If you’re scheduled for a stay in a hospital — whether it’s for a planned procedure or an emergency — your city health plan may be billed widely different amounts depending on the hospital. New York City hospitals set their own charges and don’t feel pressure to lower prices since cost is rarely a factor when a patient chooses a hospital and insurance companies bear the cost.
But as health care costs continue to rise, the pressure will grow to have union members shoulder some of these increased costs in the form of higher copays or deductibles.

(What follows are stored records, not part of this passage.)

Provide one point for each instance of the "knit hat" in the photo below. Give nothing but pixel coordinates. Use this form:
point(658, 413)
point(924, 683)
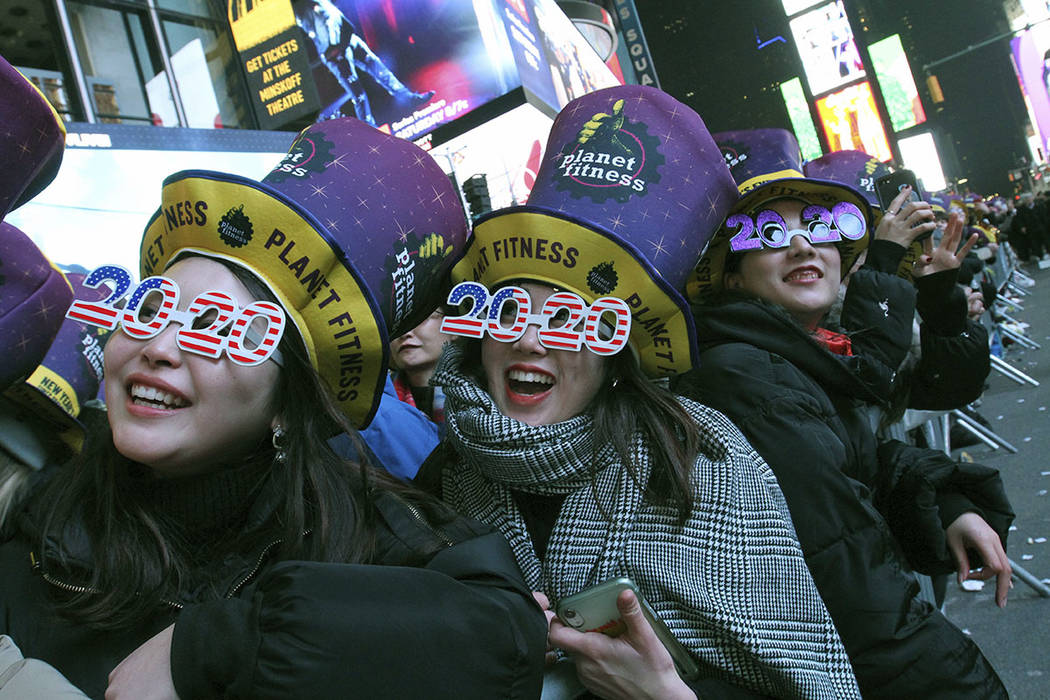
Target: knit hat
point(69, 374)
point(354, 232)
point(767, 165)
point(629, 192)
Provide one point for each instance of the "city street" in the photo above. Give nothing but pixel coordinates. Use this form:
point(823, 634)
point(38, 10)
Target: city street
point(1016, 640)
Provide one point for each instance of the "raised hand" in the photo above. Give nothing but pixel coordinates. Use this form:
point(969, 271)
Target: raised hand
point(947, 255)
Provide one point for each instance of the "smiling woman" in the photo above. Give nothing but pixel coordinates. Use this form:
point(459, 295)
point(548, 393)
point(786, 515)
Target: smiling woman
point(801, 395)
point(561, 433)
point(208, 543)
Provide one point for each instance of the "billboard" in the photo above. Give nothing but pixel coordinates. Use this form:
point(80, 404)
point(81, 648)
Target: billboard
point(109, 185)
point(919, 154)
point(1032, 66)
point(851, 122)
point(825, 44)
point(405, 67)
point(898, 85)
point(274, 59)
point(798, 112)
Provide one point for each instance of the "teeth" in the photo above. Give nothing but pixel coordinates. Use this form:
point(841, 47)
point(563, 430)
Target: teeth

Hospital costs in our area are among the nation’s highest. A 2020 Rand Corporation study found New York hospitals in 2018 charged an average of 302% of the Medicare reimbursement rate for the same procedures. Never mind that countless studies found higher hospital pricing does not correlate with a higher quality of care.
That’s why the UFT has joined with other unions and health care advocates in the Coalition for Affordable Hospitals. The coalition’s first action was to launch a petition calling on the heads of the five major hospital systems in New York City to agree to fair and transparent contracts with equitable and affordable prices for major employers, including the city. The petition garnered more than 5,000 signatures in less than a month.
The high prices city hospitals charge hurt working families, including those with health insurance. Every dollar that goes toward costs is one less dollar that could have gone to wages for workers and, in the case of government spending, to fund public education and other important public services.